La Muerte

Ellos susurran a mi alrededor. Puedo escuchar sus palabras con claridad, hablando de tiempos pasados para siempre. Este me habla de su pequeña hija muerta durante las inundaciones de su casa, hace casi un siglo; allí la otra llora su propia violación y muerte en las calles de Génova. Y aquella otra, sólo susurra su nombre. Otros se unen al coro cacofónico de lamentos y protestas, de llantos y deseos rotos. De sueños perdidos.

A mi lado, el reloj de arena deja caer el último grano y se hace el silencio. Todos me observan, en silencio angustioso, mientras notan como la fuerza del ritual está completa. Sus esencias, sus poderes, sus libertades y conocimientos, lentamente son succionados por el pequeño objeto que tienen frente a ellos, algo que recuerda a cada uno el momento de su muerte: un vaso de agua, unas bragas, una muñeca rota.
Se desdibujan lentamente y, durante un último segundo, el agua se congela, las bragas se hielan, la muñeca exhala un aliento helado. Y luego, todo regresa a la normalidad en un instante, sin transición, a medida que la magia del ritual se disipa y todo queda como era.
Pero yo sé que están ahí, como lo están tantos otros. Cada uno encerrado en su objeto y cuidadosamente ordenado y catalogado en sus anaqueles de la pared. Anaqueles negros y pulidos, suaves, repletos de recuerdos y bagatelas, simbólicas para aquellos atados ya a mi voluntad. Cincuenta y tres, para ser exactos. Bueno, cincuenta y nueve tras esta noche.
Y, con cada uno de ellos, mi poder crece. La sangre en mi interior aumenta de poder, de energía, de capacidad a medida que perfecciono mis conocimientos y habilidades. Y pocos se me pueden comparar ya en todo el planeta. No es orgullo ni prepotencia, es la simple verdad: soy uno de aquellos cuyo poder se susurra en las leyendas de terror.

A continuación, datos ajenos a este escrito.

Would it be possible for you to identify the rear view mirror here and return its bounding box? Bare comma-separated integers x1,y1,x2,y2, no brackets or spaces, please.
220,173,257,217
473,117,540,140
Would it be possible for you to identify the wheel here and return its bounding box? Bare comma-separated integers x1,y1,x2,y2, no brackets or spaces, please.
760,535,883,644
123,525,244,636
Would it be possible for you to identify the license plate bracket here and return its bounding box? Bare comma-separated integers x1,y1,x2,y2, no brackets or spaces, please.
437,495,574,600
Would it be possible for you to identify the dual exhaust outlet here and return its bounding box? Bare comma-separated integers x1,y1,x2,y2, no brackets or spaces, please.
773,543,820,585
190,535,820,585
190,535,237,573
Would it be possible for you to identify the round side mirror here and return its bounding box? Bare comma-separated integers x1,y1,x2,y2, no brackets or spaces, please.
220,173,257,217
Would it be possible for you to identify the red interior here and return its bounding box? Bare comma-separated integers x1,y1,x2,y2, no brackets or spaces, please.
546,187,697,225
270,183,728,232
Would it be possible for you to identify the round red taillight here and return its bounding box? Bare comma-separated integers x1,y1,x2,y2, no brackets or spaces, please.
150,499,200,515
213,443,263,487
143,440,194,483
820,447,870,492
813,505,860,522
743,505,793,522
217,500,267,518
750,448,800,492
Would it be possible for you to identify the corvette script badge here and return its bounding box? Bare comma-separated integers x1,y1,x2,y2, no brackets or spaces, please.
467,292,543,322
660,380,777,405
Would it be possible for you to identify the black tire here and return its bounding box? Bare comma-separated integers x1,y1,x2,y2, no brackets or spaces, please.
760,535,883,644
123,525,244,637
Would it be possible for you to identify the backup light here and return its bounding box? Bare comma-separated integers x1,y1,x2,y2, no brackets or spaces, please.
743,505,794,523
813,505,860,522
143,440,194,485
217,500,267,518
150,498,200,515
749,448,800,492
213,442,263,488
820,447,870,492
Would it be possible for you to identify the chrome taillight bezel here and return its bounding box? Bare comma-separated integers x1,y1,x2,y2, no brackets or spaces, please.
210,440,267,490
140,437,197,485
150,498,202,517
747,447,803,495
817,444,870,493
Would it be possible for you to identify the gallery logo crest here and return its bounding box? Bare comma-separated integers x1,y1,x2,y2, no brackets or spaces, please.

De entre los mios, sólo yo entiendo la verdad del tiempo eterno que nos es concedido. La futil lucha contra el mañana, el trabajo del hoy, el recuerdo del ayer. Con un vistazo puedo exigir las memorias de casi una sesentena de vidas, aquellas más interesantes y valiosas. Exigir su obediencia para que cumplan con mis órdenes y deseos. Dominarlas y tomarlas como deseo para mi propio crecimiento y engrandecimiento.
Otros pueden alimentarse de sueños, de deseos, de ansias, de necesidades. Débiles, ciegos a la verdad suprema: que todos ellos no son más que el reflejo distorsionado de la única realidad: la brevedad del tiempo mortal, la inevitable llegada del Segador. Y, cada vez que viene, yo soy el que está ahí para recibirle, y robarle aquellos que considero que valen la pena. Los demás pueden vivir de la lujuria del amor o del odio, de la envidia o la codicia... yo, yo sólo pruebo el mayor de los festines: la propia muerte.
Pues es alimentándose de ella como uno puede alcanzar la verdadera iluminación, el poder absoluto, y el dominio del mundo. Sólo dominando y sometiendo a la muerte misma a nuestra voluntad podemos ir más allá de las debilidades de la carne, las imperfecciones de la mente, la volubilidad del espíritu. Sólo ella da la claridad de visión para ver más allá del miedo al final inevitable que ensombrece todos los aspectos de la vida.
Y sólo quien se alimenta de ella, quien se enfrenta a ella y la derrota, puede ser verdaderamente inmortal.